Asylum seekers have reported being distressed by frequent moves between properties and away from essential services

The private companies putting asylum seekers in slum housing

The private companies putting asylum seekers in slum housing

By Sonya Sceats

Keith Vaz, the energetic chairman of the home affairs select committee, has declared his horror at the terrible accommodation offered to asylum seekers in Britain's cities, with Glasgow the worst of all. When he questioned home secretary Theresa May before the committee earlier this week, she admitted that never once, in her six years in charge, had she visited asylum seeker accommodation. It's time she did.

In 2012 asylum seeker housing provision was outsourced to the private sector under Compass contracts, supposedly to provide a more efficient service than could be delivered by government. The contracts went to Serco, G4S and Clearel, who in turn often sub-contract them to smaller firms, such as Orchard & Shipman in Glasgow. What we have seen is their consistent failure to meet their obligations as housing providers.

The recent problems reported in Wales, Middlesbrough and Glasgow are not isolated. Freedom from Torture has been concerned for many years about the ongoing and serious nature of accommodation problems for torture survivors who are asylum seekers. Every week, clients tell us of housing issues and the deleterious effect this has upon their health.

Torture survivors regularly report poor treatment by housing staff including harassment, invasion of privacy, theft, and a failure to respond to complaints or to deal with outstanding repairs. This poor treatment has clinical consequences: exacerbating the survivor's trauma and impeding the work we do to help them recover.

We documented the poor standard of accommodation and inappropriate treatment of asylum seekers by contracted housing providers in our report The Poverty Barrier, published in 2013. Our clients were distressed by frequent moves between properties and away from essential services, racist abuse, lack of privacy, absence of locks on doors, pest infestation, broken facilities, poor hygiene and a failure to conduct repairs.

One client living in a shared house said: “One toilet is unusable, the carpet is dirty. The gas cooker has been broken for ages and not repaired. I never feel safe and secure where I live, I can't leave things in my room.”

Sharing rooms caused particular distress for survivors with sleeping disorders and serious trust problems. "They put you in a room with someone… They don't brief him about you, about your mental state, and they don’t tell you about him." Another torture survivor said: "I feel each and every human being needs private space, especially at bedtime and especially for me with my past rape and abused background."

The situation has not improved. Torture survivors receiving therapy at our centres continue to report unacceptable treatment. This includes allegations of being locked out of their homes, belongings going missing during housing inspections, sexual harassment and physical aggression. In one case, a torture survivor said a contractor even entered their bedroom while they were sleeping.

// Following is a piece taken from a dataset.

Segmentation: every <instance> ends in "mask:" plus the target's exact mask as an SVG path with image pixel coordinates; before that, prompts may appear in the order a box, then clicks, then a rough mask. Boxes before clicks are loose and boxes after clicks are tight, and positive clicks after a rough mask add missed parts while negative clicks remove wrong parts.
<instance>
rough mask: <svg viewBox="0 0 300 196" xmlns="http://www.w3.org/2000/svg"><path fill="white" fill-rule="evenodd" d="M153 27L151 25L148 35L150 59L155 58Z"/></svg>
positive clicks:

Steps could be taken to improve the situation. Better and more effective oversight of the Compass contracts would be a start, together with meaningful penalties for providers who fail to meet standards. An independent inspectorate, with power to conduct proactive and unannounced inspections, should monitor the quality of housing and the treatment of tenants. It is vital that private organisations that perform public functions should adhere to the same standards that the public would expect of a publicly-delivered service.

Earlier the home affairs committee recommended that the Home Office establish user groups of asylum seekers housed under the Compass contracts, to support the complaints process and feed into the wider oversight of quality and treatment in asylum accommodation. Better use of existing consultation mechanisms could provide an opportunity for organisations that have direct contact with asylum seekers, including Freedom from Torture, to alert the government to concerns raised by their vulnerable clients.

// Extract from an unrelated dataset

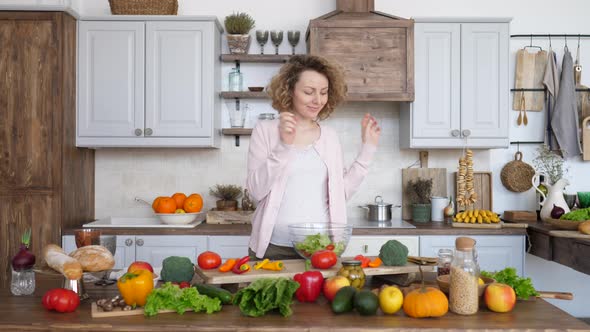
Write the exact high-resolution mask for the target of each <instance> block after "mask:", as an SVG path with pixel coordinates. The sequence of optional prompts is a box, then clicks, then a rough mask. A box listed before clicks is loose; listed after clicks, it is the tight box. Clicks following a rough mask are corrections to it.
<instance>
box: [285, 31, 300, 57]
mask: <svg viewBox="0 0 590 332" xmlns="http://www.w3.org/2000/svg"><path fill="white" fill-rule="evenodd" d="M300 35H301V33H300V32H299V31H293V30H289V31H287V40H289V44H291V47H292V51H293V53H292V54H293V55H295V46H297V44H299V37H300Z"/></svg>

In principle, Freedom from Torture welcomes proposals to more fairly distribute responsibility for housing asylum seekers across the UK. However, this should be done safely and sustainably by ensuring dispersal areas have the requisite local infrastructure to support local integration and community cohesion. We want torture survivors to be housed in areas where they have access to the specialist services they need to recover from torture.

Specifically, any asylum seeker receiving or accepted for treatment at one of Freedom from Torture's centres in Birmingham, Glasgow, London, Manchester and Newcastle should always be accommodated close to that centre. We have been waiting for a year for the Home Office to deliver on a promise to update its dispersal policy to reflect this principle.

This situation is not just about slipshod and negligent management by private providers. They have been enabled to operate in this way because of Home Office policies which create and perpetuate a climate of hardship and hostility for asylum seekers, rather than one that welcomes persecuted people and facilitates their recovery and social integration. In the final analysis, changing underlying Home Office attitudes and practice is vital.